YES! My thoughts exactly! I see plenty of comments I don't agree with throughout the forum, but 95% of the time I'll just roll my eyes and keep on scrolling


----------



## knasarae

Coach Lover Too said:


> Not sure where to post this, but although he's easy on the eyes, I had no clue he too was getting his own reality show. Pretty soon the *E* Network will be called J/K!
> 
> *Brody Jenner*     &#8207;@*BrodyJenner*  12m12 minutes ago                                                   Brody Jenner retweeted Bex Harrison
> Thanks @*harrison4d* for the support.  Now only 8 days away til #*sexwithbrody* premiers on E! at 10:30pm.



Someone please explain #sexwithbrody


----------



## shiny_things

OK, I get that some of you aren't going to agree with me and that's fine. We are free to our opinions and freedom of speech. I don't want to tell anyone what they can and cannot say, all I wanted to do was make people aware that they were often making very offensive bordering on transphobic comments. I'm not going to mention my dislike of making offensive/transphobic comments anymore (unless someone says something REALLY horrendous), I think I've made that quite clear. All I would like is that if people could at least accept that they are making offensive or transphobic comments sometimes because I guarantee if a member of the Trans community read some of what is said, they WOULD be offended. As someone on here made the great point: if you wouldn't say it to the Trans community, then you KNOW it's offensive.

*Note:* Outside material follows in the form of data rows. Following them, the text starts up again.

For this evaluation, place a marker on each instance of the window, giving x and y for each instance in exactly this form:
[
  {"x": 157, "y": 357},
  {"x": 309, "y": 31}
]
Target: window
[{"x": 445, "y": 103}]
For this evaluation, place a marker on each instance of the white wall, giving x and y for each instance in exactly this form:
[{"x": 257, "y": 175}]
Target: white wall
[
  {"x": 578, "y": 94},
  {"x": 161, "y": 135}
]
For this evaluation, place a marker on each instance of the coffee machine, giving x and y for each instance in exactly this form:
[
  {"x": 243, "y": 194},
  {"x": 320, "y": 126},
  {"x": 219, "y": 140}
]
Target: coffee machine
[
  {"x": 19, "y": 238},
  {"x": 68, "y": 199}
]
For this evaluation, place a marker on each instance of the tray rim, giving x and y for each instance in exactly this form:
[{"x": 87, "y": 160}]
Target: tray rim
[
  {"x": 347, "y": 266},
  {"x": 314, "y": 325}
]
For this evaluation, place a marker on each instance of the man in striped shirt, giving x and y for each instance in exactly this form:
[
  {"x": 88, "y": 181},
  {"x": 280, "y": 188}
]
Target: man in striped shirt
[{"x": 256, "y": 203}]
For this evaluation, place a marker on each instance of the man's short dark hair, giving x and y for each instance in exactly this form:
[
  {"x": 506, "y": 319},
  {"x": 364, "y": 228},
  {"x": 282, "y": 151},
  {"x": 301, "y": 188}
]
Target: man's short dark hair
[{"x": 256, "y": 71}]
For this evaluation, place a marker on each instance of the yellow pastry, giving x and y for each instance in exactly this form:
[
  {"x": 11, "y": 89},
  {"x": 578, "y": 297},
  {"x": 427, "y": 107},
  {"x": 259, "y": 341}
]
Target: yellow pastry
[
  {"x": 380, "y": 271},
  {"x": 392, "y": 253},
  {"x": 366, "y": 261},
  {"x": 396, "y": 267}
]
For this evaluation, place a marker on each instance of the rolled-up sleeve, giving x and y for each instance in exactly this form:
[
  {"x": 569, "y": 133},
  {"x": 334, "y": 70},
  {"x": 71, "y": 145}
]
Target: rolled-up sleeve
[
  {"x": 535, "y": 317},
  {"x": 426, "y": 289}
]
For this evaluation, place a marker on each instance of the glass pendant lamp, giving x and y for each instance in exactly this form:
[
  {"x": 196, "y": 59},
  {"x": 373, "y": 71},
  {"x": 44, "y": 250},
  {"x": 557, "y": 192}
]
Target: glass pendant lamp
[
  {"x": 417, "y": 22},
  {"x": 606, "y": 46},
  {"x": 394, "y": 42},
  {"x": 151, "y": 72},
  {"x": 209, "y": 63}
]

Having and voicing an offensive opinion is fine, but own it and accept it's offensive to the person/community you're criticising rather than denying it's offensive, because it isn't too YOU personally. But also accept that if you're going to express that opinion, as is your right, you may be called on it and you can't whine about that.

I like this forum and a lot of the posters make me laugh so much and I adore the often witty critiques on here and I would never want to lose that.

So, moving on....


----------



## Hobbsy

shiny_things said:


> OK, I get that some of you aren't going to agree with me and that's fine. We are free to our opinions and freedom of speech. I don't want to tell anyone what they can and cannot say, all I wanted to do was make people aware that they were often making very offensive bordering on transphobic comments. I'm not going to mention my dislike of making offensive/transphobic comments anymore (unless someone says something REALLY horrendous), I think I've made that quite clear. All I would like is that if people could at least accept that they are making offensive or transphobic comments sometimes because I guarantee if a member of the Trans community read some of what is said, they WOULD be offended. As someone on here made the great point: if you wouldn't say it to the Trans community, then you KNOW it's offensive.
> 
> Having and voicing an offensive opinion is fine, but own it and accept it's offensive to the person/community you're criticising rather than denying it's offensive, because it isn't too YOU personally. But also accept that if you're going to express that opinion, as is your right, you may be called on it and you can't whine about that.
> 
> I like this forum and a lot of the posters make me laugh so much and I adore the often witty critiques on here and I would never want to lose that.
> 
> So, moving on....



But you don't get it. You feel transphobic remarks have been made. Others dont. But you insist that you're opinion is correct. You need to move on without saying ok....I'm right, you're wrong, let's move on. Lol.....just move on.


----------



## tweegy

knasarae said:


> Someone please explain #sexwithbrody




[emoji52]


----------



## littlerock

Hobbsy said:


> First of all, Bruce is a man.....I didn't fail anatomy class. He might not feel like a man or identify as one, but he is. Second, I could care less if he's a man or a woman, I think he should do what he wants. Third, he looks like a man dressed as a woman and right now that's what he us and the way it is.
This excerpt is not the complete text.